Sounds like he didn't really raise him at all which IMO is worse. I stayed out of trouble as a kid not because I didn't want to catch a charge but because I didn't my dad to beat the crap out of me when he found out. I'm not a proponent for physical discipline but it worked for me. :eek:
 
This is why I answer the doorbell with the Springfield "GI-45" in my hand, mostly hidden behind my leg, but in my hand. After dark, I don't even go to the door.

I still get some grief sometimes about that from Mrs. Foggy, but I ain't aswering the door nekkid.

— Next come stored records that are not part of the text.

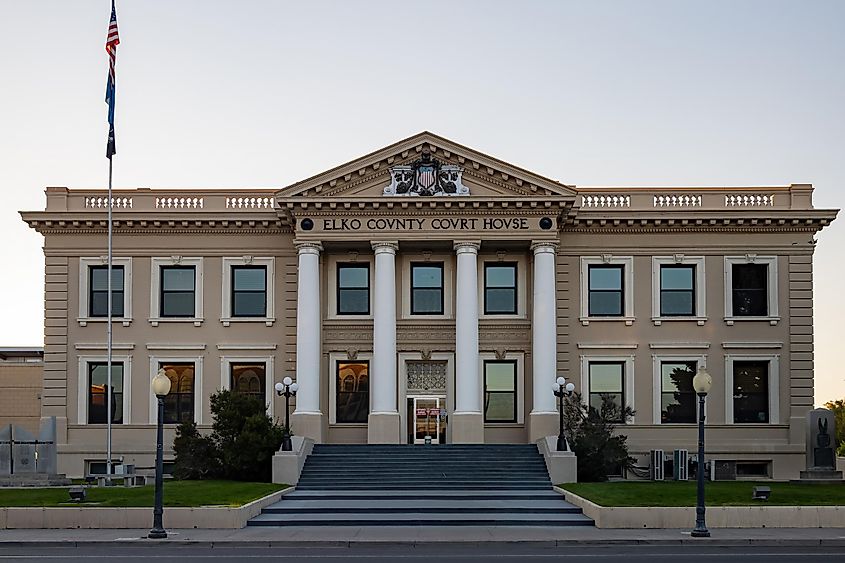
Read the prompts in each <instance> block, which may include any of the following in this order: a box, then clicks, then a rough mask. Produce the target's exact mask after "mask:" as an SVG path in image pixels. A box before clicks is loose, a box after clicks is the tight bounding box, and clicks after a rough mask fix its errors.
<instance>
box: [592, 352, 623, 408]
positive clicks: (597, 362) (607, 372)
mask: <svg viewBox="0 0 845 563" xmlns="http://www.w3.org/2000/svg"><path fill="white" fill-rule="evenodd" d="M588 385H589V406H590V408H593V409H595V410H596V412H599V413H601V412H602V407H603V406H604V405H605V404H607V406H608V409H612V412H613V414H612V416H611V419H612V420H613V421H614V422H623V420H622V419H623V416H622V414H623V409H624V406H625V362H624V361H622V362H590V364H589V382H588Z"/></svg>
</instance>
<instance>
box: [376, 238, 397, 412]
mask: <svg viewBox="0 0 845 563" xmlns="http://www.w3.org/2000/svg"><path fill="white" fill-rule="evenodd" d="M372 246H373V251H375V255H376V272H375V285H374V288H373V294H374V301H373V369H372V372H371V373H370V392H371V393H372V394H373V403H372V414H396V413H398V412H399V411H397V410H396V387H397V385H396V384H397V381H396V250H397V249H398V248H399V246H398V244H397V243H395V242H374V243H372Z"/></svg>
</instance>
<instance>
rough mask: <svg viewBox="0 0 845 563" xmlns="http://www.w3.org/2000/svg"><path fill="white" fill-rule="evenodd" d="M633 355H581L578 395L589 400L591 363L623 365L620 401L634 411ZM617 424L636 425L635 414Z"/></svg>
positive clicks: (633, 368)
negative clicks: (609, 363) (578, 391)
mask: <svg viewBox="0 0 845 563" xmlns="http://www.w3.org/2000/svg"><path fill="white" fill-rule="evenodd" d="M635 358H636V356H635V355H633V354H628V355H621V354H620V355H618V356H616V355H606V354H603V355H592V354H589V355H587V354H584V355H581V388H580V390H579V391H580V393H581V394H582V395H586V397H587V402H588V403H589V398H590V364H591V363H624V364H625V368H624V369H625V374H624V379H623V382H622V384H623V386H624V387H623V389H622V400H623V401H625V406H626V407H628V408H630V409H632V410H635V409H634V390H635V387H634V366H635V362H634V359H635ZM619 424H636V413H635V414H634V416H632V417H630V418H629V419H628V420H626V421H624V422H620V423H619Z"/></svg>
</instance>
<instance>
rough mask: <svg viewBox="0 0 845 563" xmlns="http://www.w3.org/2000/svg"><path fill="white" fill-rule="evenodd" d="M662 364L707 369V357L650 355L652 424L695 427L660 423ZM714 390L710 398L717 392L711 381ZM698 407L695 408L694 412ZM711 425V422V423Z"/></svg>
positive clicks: (660, 408)
mask: <svg viewBox="0 0 845 563" xmlns="http://www.w3.org/2000/svg"><path fill="white" fill-rule="evenodd" d="M664 362H696V370H697V369H698V368H701V367H703V368H707V355H706V354H701V355H694V354H686V355H671V354H669V355H658V354H654V355H652V383H651V386H652V411H653V412H652V415H653V422H654V424H655V425H658V426H669V427H684V426H695V424H696V423H695V422H666V423H664V422H662V421H661V416H660V413H661V410H662V409H661V404H662V401H661V394H662V393H663V387H662V380H663V374H662V368H661V365H662V364H663V363H664ZM713 383H714V389H713V390H712V391H711V392H710V396H711V397H712V396H713V395H714V394H715V393H716V392H717V391H718V389H717V387H718V385H717V381H715V380H714V381H713ZM697 410H698V407H696V412H697ZM704 414H705V416H706V415H707V407H706V405H705V408H704ZM711 423H712V422H711Z"/></svg>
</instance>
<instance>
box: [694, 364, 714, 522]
mask: <svg viewBox="0 0 845 563" xmlns="http://www.w3.org/2000/svg"><path fill="white" fill-rule="evenodd" d="M712 385H713V378H712V377H710V374H709V373H707V370H706V369H704V368H703V367H700V368H698V373H696V374H695V377H693V378H692V387H693V389H695V392H696V394H697V395H698V470H697V471H696V474H697V475H696V477H697V481H698V487H697V489H698V494H697V499H696V506H695V528H694V529H693V530H692V532H691V533H690V535H692V537H694V538H709V537H710V530H708V529H707V525H706V524H705V523H704V400H705V399H706V398H707V393H709V392H710V387H711V386H712Z"/></svg>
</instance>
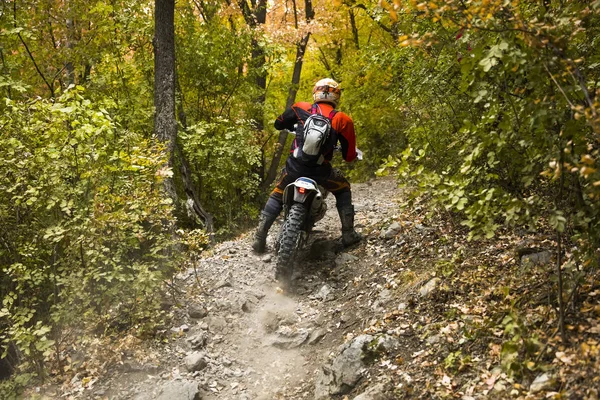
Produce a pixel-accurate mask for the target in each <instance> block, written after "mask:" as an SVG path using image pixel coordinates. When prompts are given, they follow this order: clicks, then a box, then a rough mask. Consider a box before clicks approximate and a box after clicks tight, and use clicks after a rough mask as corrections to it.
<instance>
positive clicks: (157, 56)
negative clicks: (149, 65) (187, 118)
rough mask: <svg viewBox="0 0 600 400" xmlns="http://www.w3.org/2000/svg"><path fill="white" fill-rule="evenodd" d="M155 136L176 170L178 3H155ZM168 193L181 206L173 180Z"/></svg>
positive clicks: (170, 177) (176, 203) (154, 100)
mask: <svg viewBox="0 0 600 400" xmlns="http://www.w3.org/2000/svg"><path fill="white" fill-rule="evenodd" d="M154 24H155V25H154V39H153V44H154V107H155V114H154V134H155V135H156V137H157V138H158V140H159V141H160V142H162V143H164V144H165V155H166V157H167V166H168V167H169V168H172V167H173V149H174V146H175V140H176V138H177V122H176V119H175V0H155V3H154ZM164 185H165V190H166V192H167V194H168V195H169V197H171V199H172V200H173V204H174V205H177V192H176V191H175V185H174V184H173V178H171V177H167V178H165V182H164Z"/></svg>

Last Halloween, I did the full "cowboy getup". Nobody knew that the "shootin' iron" in my holster was the 'Sheriff's Model' .357 Vaquero, complete with 158-Gr Gold Dots
 
When I was a senior in high school, I picked up a stranger at the corner of a dirt road who was injured from an accident. It was also snowing, which was very rare where I grew up. By the time I dropped him off 15 min later, I regretted it. I had given him personal details about myself and my family and pointed out my own home along the way. He wouldn't tell me exactly where he lived, and he didn't want me to call the sherrif. (I did anyway.) I realized how many terrible mistakes I had made.

I think REALLY hard about helping people out. I have seen babies used as bait. IF I am armed, and IF I have help, (another armed person, which is most of the time I'm out,) I consider the circumstances.